A former POW made his living as a musician |
An online
database of Union soldiers held for about six weeks at a prison in Georgia has
grown to 3,808, more than one third of the site’s population.
Through research,
online sites – such as findagrave and familysearch -- and the Andersonville
Departure Register, archaeologist Debbie Wallsmith has increased that number
from a listing of 399 prisoners who died at Camp Lawton.
Visitors at
Magnolia Springs State Park northwest of Savannah can assume the identity of a
POW at the state’s Camp Lawton History Center. They learn more about the experience of being at
Lawton and then find out that prisoner’s fate. The Confederate camp also was known
as Millen, a town a few miles away.
Exhibit hall at Magnolia Springs History Center (Ga. DNR) |
In a recent newsletter from the Georgia Historic Preservation Division, Wallsmith provided an update on her ongoing effort to learn more about the prisoners and their Confederate guards. She called the project an “obsession” in a 2014 interview with the Civil War Picket.
The average age of enlistment
for the Union captives was 24, although the range went from 15 to 45.
“Of 625 survivors with known
dates of deaths, 466 died before 1900, including 138 while imprisoned elsewhere
before the end of the war; and 10 others who died aboard the Sultana, a
steamboat that exploded on the Mississippi River while transporting soldiers
home.” One POW died in 1944.
Up to 10,000 Union men, most sent from the infamous Andersonville prison camp, were held at Lawton in late 1864 before
they were moved elsewhere.
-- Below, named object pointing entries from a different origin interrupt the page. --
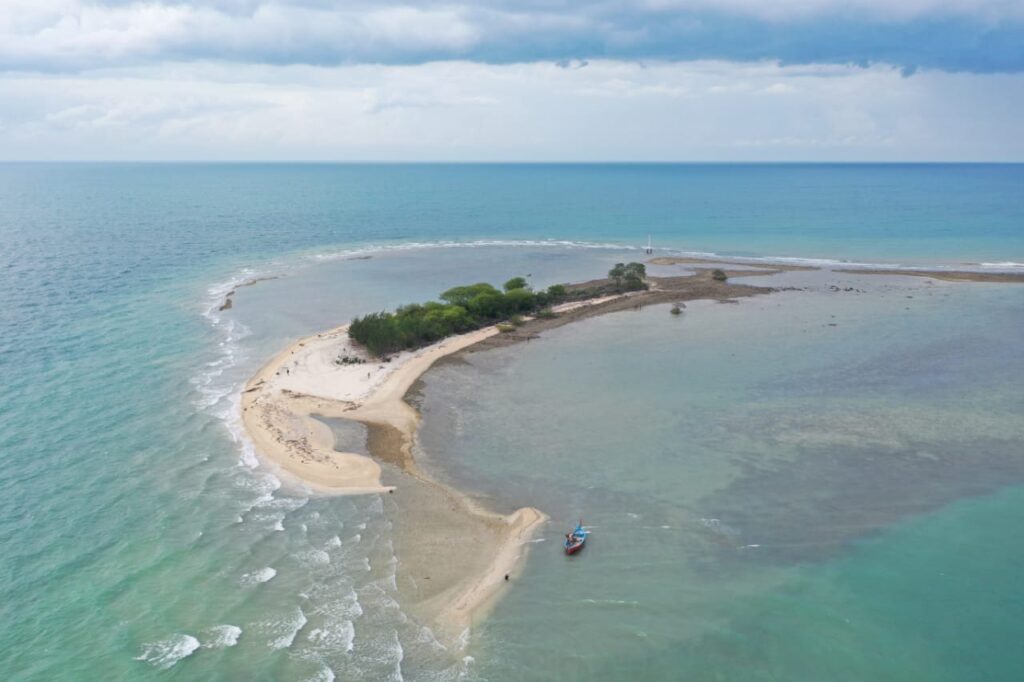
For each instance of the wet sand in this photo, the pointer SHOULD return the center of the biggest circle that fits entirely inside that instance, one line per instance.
(454, 554)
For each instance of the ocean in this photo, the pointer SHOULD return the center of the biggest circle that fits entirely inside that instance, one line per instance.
(801, 486)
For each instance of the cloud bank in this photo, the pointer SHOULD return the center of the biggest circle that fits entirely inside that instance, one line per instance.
(462, 111)
(978, 36)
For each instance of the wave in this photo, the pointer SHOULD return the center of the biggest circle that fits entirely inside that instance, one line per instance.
(165, 652)
(361, 252)
(221, 637)
(222, 398)
(288, 630)
(257, 577)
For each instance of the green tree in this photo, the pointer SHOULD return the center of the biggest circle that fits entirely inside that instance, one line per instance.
(515, 283)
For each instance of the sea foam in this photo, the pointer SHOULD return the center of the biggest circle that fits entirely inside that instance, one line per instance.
(165, 652)
(257, 577)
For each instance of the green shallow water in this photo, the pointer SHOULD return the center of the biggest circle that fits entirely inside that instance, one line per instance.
(770, 497)
(140, 540)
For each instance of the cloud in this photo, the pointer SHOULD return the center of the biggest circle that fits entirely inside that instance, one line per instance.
(981, 36)
(465, 111)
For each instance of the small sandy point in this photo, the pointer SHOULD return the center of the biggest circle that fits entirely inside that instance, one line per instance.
(280, 406)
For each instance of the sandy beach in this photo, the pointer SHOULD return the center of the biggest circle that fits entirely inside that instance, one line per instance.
(280, 407)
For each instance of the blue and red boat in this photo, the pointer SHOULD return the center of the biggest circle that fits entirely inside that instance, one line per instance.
(576, 540)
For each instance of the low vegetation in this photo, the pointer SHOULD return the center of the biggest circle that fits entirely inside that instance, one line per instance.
(473, 306)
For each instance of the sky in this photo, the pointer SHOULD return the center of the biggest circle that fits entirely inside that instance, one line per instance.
(503, 80)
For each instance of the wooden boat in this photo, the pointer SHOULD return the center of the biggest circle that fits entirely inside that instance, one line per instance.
(574, 540)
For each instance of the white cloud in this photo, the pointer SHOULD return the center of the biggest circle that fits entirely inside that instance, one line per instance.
(464, 111)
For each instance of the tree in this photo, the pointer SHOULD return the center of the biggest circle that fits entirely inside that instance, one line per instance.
(463, 295)
(629, 276)
(556, 291)
(515, 283)
(520, 300)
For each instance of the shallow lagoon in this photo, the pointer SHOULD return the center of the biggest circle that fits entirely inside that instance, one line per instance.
(765, 482)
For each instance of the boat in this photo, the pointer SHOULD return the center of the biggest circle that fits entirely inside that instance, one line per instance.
(574, 540)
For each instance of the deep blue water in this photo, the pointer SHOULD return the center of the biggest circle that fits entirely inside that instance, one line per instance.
(120, 489)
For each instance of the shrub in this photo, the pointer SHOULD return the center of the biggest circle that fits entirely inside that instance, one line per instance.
(629, 276)
(515, 283)
(520, 300)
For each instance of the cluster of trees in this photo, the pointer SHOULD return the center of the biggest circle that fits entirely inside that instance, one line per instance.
(629, 276)
(464, 308)
(472, 306)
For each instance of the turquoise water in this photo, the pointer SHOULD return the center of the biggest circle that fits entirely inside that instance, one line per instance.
(140, 539)
(770, 497)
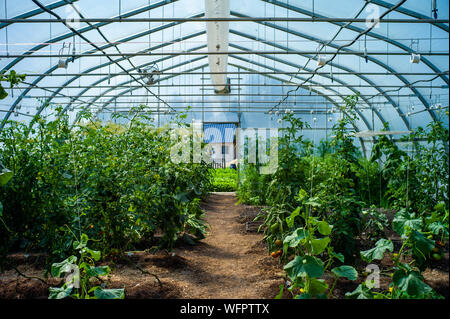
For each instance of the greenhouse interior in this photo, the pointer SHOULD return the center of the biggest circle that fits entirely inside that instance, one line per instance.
(224, 149)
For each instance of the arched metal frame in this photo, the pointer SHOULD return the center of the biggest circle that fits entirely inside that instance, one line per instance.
(144, 9)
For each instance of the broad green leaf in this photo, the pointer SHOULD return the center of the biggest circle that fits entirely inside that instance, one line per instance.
(302, 194)
(404, 220)
(304, 296)
(290, 219)
(296, 237)
(436, 228)
(345, 271)
(317, 246)
(97, 271)
(63, 267)
(420, 245)
(81, 244)
(378, 251)
(324, 228)
(5, 176)
(59, 293)
(301, 266)
(109, 293)
(95, 254)
(280, 294)
(410, 282)
(338, 256)
(361, 292)
(317, 286)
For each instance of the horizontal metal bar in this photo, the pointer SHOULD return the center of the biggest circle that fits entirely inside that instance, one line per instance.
(306, 86)
(224, 19)
(232, 101)
(291, 52)
(241, 73)
(209, 95)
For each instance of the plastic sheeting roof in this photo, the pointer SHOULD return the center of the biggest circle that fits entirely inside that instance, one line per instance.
(267, 59)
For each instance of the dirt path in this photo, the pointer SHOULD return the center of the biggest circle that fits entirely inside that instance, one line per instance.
(228, 263)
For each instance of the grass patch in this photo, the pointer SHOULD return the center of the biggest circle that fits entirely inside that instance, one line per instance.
(223, 180)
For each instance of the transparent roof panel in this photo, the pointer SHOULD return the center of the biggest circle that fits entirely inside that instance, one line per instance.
(272, 65)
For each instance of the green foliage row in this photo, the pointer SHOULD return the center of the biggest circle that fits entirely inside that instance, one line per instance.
(223, 180)
(335, 185)
(114, 183)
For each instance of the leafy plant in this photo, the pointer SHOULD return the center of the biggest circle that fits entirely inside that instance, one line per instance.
(79, 284)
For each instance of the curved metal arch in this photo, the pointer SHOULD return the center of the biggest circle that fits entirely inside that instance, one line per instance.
(371, 34)
(409, 12)
(248, 61)
(198, 34)
(173, 41)
(119, 60)
(69, 35)
(323, 75)
(237, 66)
(49, 71)
(281, 61)
(35, 12)
(363, 118)
(372, 59)
(168, 1)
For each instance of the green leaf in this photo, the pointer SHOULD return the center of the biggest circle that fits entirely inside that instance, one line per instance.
(109, 293)
(317, 246)
(290, 219)
(420, 245)
(3, 93)
(59, 293)
(304, 296)
(410, 282)
(302, 194)
(338, 256)
(317, 286)
(95, 254)
(345, 271)
(324, 228)
(280, 294)
(361, 292)
(404, 220)
(296, 237)
(63, 267)
(98, 271)
(5, 176)
(81, 244)
(436, 228)
(301, 266)
(378, 251)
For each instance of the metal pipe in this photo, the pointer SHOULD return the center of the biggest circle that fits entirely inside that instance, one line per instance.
(291, 52)
(242, 73)
(230, 19)
(306, 86)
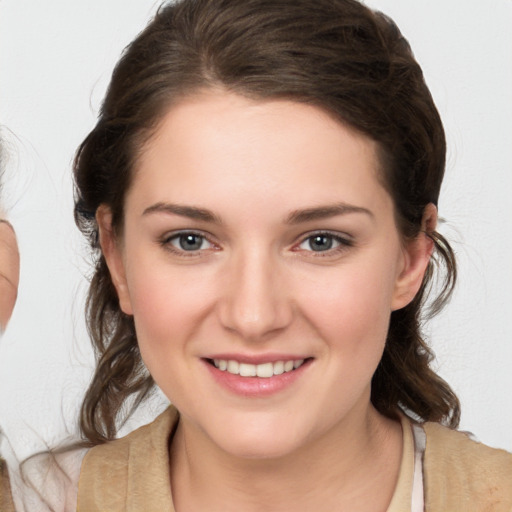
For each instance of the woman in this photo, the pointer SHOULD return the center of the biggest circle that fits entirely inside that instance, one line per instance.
(261, 190)
(9, 277)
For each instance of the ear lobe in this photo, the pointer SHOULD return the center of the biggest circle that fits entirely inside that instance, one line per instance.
(113, 256)
(417, 253)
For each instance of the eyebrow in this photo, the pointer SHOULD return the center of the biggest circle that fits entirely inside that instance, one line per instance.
(295, 217)
(324, 212)
(190, 212)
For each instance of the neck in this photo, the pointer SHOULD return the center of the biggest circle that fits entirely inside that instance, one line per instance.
(352, 467)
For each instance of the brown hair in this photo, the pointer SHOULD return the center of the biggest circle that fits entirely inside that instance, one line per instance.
(335, 54)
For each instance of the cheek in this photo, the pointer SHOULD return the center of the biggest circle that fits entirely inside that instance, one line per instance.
(353, 306)
(169, 305)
Death estimates range from 685 to 1,330. The
database includes more than 3,400 Lawton survivors.
Wallsmith concluded her
update with a summary of a few of the most famous Lawton prisoners, including
Thomas P. “Boston” Corbett, who killed John Wilkes Booth, and Peter “Big Pete”
McCullough, a Missouri soldier known as the “Hanging Judge of Andersonville”
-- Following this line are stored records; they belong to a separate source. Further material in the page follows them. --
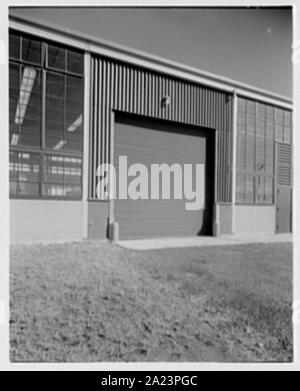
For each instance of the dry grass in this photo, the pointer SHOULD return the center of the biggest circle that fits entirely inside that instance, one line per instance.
(99, 302)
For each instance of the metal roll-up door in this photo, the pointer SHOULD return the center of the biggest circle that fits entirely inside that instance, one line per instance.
(148, 142)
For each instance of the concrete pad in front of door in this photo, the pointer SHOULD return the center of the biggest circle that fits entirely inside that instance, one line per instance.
(245, 238)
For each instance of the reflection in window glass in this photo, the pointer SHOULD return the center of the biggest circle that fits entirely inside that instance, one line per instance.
(278, 133)
(62, 176)
(260, 189)
(56, 57)
(31, 50)
(24, 173)
(250, 153)
(255, 149)
(240, 188)
(31, 82)
(14, 93)
(75, 62)
(287, 135)
(14, 45)
(260, 154)
(25, 105)
(249, 188)
(55, 103)
(74, 105)
(269, 190)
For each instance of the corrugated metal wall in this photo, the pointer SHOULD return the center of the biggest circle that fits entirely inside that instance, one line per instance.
(122, 87)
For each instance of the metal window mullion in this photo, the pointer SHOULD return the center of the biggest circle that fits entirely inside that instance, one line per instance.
(65, 116)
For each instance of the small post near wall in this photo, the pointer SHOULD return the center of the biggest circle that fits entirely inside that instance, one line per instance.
(233, 171)
(216, 211)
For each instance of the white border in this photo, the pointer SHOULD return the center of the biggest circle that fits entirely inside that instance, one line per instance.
(4, 212)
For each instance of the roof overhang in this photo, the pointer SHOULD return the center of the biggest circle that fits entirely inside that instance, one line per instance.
(106, 48)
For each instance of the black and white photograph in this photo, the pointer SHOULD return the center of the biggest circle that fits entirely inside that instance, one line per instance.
(151, 178)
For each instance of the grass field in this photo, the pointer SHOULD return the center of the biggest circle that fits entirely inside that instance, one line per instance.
(100, 302)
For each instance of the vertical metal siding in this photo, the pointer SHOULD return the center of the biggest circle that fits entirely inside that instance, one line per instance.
(122, 87)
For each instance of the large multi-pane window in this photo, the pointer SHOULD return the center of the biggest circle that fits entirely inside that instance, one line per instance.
(259, 127)
(45, 118)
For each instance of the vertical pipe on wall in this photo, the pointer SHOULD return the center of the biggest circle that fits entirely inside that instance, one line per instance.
(233, 156)
(86, 131)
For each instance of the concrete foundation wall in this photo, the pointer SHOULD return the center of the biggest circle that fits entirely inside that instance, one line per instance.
(97, 220)
(225, 219)
(45, 221)
(254, 218)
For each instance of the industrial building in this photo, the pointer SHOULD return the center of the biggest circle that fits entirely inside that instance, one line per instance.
(77, 101)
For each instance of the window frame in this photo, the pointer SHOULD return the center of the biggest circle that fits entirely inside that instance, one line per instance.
(42, 150)
(261, 114)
for seeking punishment for six fellow Union prisoners who were part of the “Raiders,”
a group that preyed on comrades.
Cpl. Alexander T. Butler of
the 7th Tennessee Cavalry, Company B, (above) lived to be almost 75 and
married four times after returning home. Butler farmed after the war and
received a pension because of illness.
Eppenetus Washington
McIntosh of the 14th Illinois Infantry survived the Sultana disaster.
McIntosh “found it difficult
to stay in one place and spent most of the remainder of his life as a traveling
minstrel, and sold post cards that featured a drawing of his emaciated
appearance after being released from Andersonville,” Wallsmith wrote.
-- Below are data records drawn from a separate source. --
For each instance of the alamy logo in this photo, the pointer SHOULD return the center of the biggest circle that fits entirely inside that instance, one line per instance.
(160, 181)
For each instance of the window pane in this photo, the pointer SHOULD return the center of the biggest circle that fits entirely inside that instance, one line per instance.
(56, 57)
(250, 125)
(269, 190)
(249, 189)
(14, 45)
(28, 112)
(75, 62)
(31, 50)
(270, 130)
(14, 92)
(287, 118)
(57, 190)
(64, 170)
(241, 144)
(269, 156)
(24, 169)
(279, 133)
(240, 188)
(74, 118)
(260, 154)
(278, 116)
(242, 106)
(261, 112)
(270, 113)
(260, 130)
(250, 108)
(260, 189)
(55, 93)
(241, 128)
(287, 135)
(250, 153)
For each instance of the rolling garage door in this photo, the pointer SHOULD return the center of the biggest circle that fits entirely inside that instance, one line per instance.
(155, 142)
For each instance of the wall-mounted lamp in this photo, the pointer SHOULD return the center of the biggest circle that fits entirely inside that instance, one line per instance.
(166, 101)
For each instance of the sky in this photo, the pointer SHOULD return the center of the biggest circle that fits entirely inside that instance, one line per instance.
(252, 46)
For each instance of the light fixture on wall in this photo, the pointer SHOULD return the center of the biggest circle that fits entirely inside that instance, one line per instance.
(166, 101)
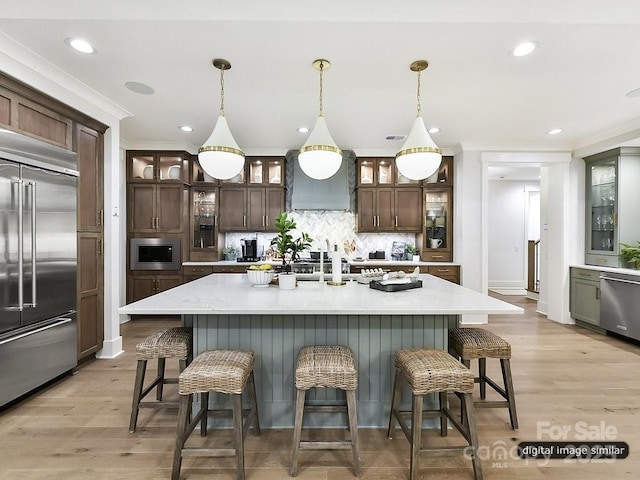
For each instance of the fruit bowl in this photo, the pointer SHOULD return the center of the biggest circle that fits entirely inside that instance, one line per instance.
(260, 278)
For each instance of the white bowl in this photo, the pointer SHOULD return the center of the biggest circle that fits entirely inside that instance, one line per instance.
(260, 278)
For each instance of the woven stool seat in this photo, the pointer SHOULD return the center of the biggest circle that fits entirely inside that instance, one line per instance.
(223, 371)
(429, 371)
(477, 343)
(167, 343)
(473, 343)
(328, 366)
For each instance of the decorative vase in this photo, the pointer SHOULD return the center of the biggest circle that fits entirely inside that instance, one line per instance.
(287, 281)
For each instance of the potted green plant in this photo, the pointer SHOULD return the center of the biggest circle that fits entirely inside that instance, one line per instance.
(412, 253)
(286, 246)
(230, 252)
(631, 254)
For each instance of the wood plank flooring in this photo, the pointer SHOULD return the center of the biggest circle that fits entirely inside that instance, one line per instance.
(77, 428)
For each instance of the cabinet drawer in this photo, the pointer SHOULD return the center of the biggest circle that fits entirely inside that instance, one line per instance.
(586, 274)
(229, 269)
(451, 273)
(195, 271)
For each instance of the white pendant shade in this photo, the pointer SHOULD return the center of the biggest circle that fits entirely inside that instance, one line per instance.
(220, 156)
(320, 157)
(419, 157)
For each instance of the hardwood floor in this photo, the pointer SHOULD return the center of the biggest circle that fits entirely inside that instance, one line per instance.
(77, 428)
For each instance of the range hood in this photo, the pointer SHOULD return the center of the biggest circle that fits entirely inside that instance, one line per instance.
(330, 194)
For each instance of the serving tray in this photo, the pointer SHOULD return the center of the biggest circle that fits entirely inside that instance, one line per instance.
(394, 287)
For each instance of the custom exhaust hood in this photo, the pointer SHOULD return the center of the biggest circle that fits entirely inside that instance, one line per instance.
(334, 193)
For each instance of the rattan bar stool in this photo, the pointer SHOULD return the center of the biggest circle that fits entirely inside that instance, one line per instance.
(326, 366)
(472, 343)
(162, 344)
(224, 371)
(433, 371)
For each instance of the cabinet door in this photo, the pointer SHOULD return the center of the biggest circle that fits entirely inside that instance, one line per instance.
(90, 198)
(232, 210)
(408, 209)
(366, 209)
(585, 301)
(385, 206)
(169, 208)
(142, 208)
(90, 294)
(255, 209)
(140, 286)
(274, 205)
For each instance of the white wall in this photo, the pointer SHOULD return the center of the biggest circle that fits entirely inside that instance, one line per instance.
(508, 217)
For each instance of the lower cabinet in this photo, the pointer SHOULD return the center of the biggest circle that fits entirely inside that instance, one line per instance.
(584, 303)
(140, 286)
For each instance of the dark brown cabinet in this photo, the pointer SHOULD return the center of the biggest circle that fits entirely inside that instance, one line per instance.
(389, 209)
(254, 207)
(140, 286)
(90, 283)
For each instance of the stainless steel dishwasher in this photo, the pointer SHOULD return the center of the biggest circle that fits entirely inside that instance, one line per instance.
(620, 304)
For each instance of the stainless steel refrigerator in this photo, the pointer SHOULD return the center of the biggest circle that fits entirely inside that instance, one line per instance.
(37, 264)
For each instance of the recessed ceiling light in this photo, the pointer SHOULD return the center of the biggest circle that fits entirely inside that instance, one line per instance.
(525, 48)
(80, 45)
(633, 93)
(140, 88)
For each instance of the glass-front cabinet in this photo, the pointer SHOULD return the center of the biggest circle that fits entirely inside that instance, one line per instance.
(437, 229)
(204, 231)
(612, 203)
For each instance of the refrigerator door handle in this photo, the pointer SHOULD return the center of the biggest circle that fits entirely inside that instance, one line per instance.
(37, 330)
(20, 183)
(34, 277)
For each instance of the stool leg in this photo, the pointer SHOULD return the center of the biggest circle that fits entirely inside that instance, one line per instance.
(161, 363)
(416, 434)
(137, 392)
(353, 427)
(239, 438)
(253, 401)
(467, 402)
(395, 401)
(183, 421)
(505, 363)
(204, 421)
(444, 421)
(482, 374)
(297, 430)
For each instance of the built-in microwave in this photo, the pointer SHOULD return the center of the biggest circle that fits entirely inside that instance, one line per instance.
(155, 254)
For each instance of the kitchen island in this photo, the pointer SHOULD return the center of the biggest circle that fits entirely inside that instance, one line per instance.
(226, 312)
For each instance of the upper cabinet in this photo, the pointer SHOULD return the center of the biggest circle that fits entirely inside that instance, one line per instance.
(381, 171)
(153, 167)
(612, 199)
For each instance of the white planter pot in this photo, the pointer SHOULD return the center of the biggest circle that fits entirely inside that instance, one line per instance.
(287, 281)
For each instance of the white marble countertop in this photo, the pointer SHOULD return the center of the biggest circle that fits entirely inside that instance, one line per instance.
(362, 263)
(232, 294)
(625, 271)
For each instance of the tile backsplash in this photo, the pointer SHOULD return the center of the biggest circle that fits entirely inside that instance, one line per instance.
(338, 227)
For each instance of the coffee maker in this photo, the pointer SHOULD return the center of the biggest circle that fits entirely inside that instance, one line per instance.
(249, 250)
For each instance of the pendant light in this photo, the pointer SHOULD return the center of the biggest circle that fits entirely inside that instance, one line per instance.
(220, 156)
(419, 157)
(320, 157)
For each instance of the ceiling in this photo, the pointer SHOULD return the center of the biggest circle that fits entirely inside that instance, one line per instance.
(474, 90)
Wallsmith asks those with questions or possible
contributions to the database contact her at 770-389-7864 or debbie.wallsmith@dnr.ga.gov
Phil - where is the database? I've been looking, but haven't found it online.
ReplyDeleteI will ask about that. Some names are at the kiosk at Magnolia Springs State Park.
ReplyDeleteMs. Wallsmith says the database, for now, is available @ Magnolia Springs State Park or, you can contact her directly at email address above.
ReplyDeleteThe email does not work anymore. Any other idea where the database is kept?